In this case-control study, 48 men (61.5 ± 12.1 years old) presenting with symptomatic IVF were compared with 48 healthy controls matched for age (±5 years) and stature (±5 cm). The aBMD and soft-tissue body composition were determined by dual energy X-ray absorptiometry (DXA). Muscle mass was defined as the ratio of appendicular lean mass to the square of height (ALMI). Sex hormones, IGF-I and its binding protein IGFBP-3 were measured by immunoassay.

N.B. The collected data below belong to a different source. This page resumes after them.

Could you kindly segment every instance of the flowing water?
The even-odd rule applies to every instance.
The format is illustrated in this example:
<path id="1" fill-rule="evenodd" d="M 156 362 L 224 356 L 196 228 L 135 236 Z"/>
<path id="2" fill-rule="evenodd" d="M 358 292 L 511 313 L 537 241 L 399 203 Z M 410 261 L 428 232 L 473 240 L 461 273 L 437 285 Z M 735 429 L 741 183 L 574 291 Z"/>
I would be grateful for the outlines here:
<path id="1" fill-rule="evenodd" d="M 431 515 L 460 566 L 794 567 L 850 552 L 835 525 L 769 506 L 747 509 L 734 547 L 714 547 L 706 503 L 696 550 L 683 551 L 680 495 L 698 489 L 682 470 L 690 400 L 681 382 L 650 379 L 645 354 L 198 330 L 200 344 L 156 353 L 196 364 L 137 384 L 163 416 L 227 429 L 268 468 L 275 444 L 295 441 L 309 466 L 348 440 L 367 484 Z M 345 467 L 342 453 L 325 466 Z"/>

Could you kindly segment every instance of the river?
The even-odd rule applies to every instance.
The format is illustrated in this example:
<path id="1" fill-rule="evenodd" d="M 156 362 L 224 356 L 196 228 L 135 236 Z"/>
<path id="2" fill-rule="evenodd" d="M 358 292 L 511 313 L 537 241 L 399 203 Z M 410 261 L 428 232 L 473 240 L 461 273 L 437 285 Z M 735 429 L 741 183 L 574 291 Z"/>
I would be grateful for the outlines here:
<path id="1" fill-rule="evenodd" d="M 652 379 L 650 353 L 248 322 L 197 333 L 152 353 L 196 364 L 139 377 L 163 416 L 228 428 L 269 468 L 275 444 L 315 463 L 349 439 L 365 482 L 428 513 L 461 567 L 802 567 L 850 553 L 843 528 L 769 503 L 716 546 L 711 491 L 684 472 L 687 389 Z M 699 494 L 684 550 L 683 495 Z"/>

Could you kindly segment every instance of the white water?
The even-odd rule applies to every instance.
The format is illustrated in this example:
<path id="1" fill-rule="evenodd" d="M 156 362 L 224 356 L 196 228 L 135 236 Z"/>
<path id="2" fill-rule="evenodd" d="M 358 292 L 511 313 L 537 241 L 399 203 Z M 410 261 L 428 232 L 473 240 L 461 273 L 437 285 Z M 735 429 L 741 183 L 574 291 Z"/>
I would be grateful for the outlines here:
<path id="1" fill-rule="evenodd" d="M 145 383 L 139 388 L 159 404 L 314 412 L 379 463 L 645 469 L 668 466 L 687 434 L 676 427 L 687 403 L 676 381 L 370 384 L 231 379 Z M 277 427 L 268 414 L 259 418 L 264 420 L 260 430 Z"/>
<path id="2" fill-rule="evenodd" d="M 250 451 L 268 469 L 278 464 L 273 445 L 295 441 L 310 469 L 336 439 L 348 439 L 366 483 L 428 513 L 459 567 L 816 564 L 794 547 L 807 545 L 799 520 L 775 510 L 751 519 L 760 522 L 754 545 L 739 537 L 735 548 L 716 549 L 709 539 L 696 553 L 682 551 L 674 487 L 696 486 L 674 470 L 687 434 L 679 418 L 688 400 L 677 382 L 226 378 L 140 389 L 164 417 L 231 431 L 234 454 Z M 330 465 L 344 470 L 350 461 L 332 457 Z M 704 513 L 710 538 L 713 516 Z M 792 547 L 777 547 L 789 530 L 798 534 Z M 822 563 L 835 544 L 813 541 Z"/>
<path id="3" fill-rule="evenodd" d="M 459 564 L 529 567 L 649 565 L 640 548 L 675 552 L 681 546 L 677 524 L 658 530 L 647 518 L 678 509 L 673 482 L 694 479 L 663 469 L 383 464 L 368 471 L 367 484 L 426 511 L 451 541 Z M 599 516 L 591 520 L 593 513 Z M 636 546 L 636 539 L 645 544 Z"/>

ALMI was significantly lower in IVF patients (8.27 ± 0.90 vs 8.65 ± 0.88 kg/m2, t = 2.193, df = 47, P = 0.033 by paired sample t-test). Hierarchical regression analysis revealed that for IVF patients, ALMI explained the greatest proportion of variance in BMD at the lumbar spine, femoral neck and total hip (R2change = 16.4–22.7%, P = 0.012–0.002) and only IGFBP-3 explained variance in ALMI (R2change = 19.9%, P = 0.006).
In men with IVF, ALMI was reduced and associated with IGFBP-3. ALMI was identified as a novel factor that explained a greater proportion of variance in BMD than either fat mass or serum biochemistry.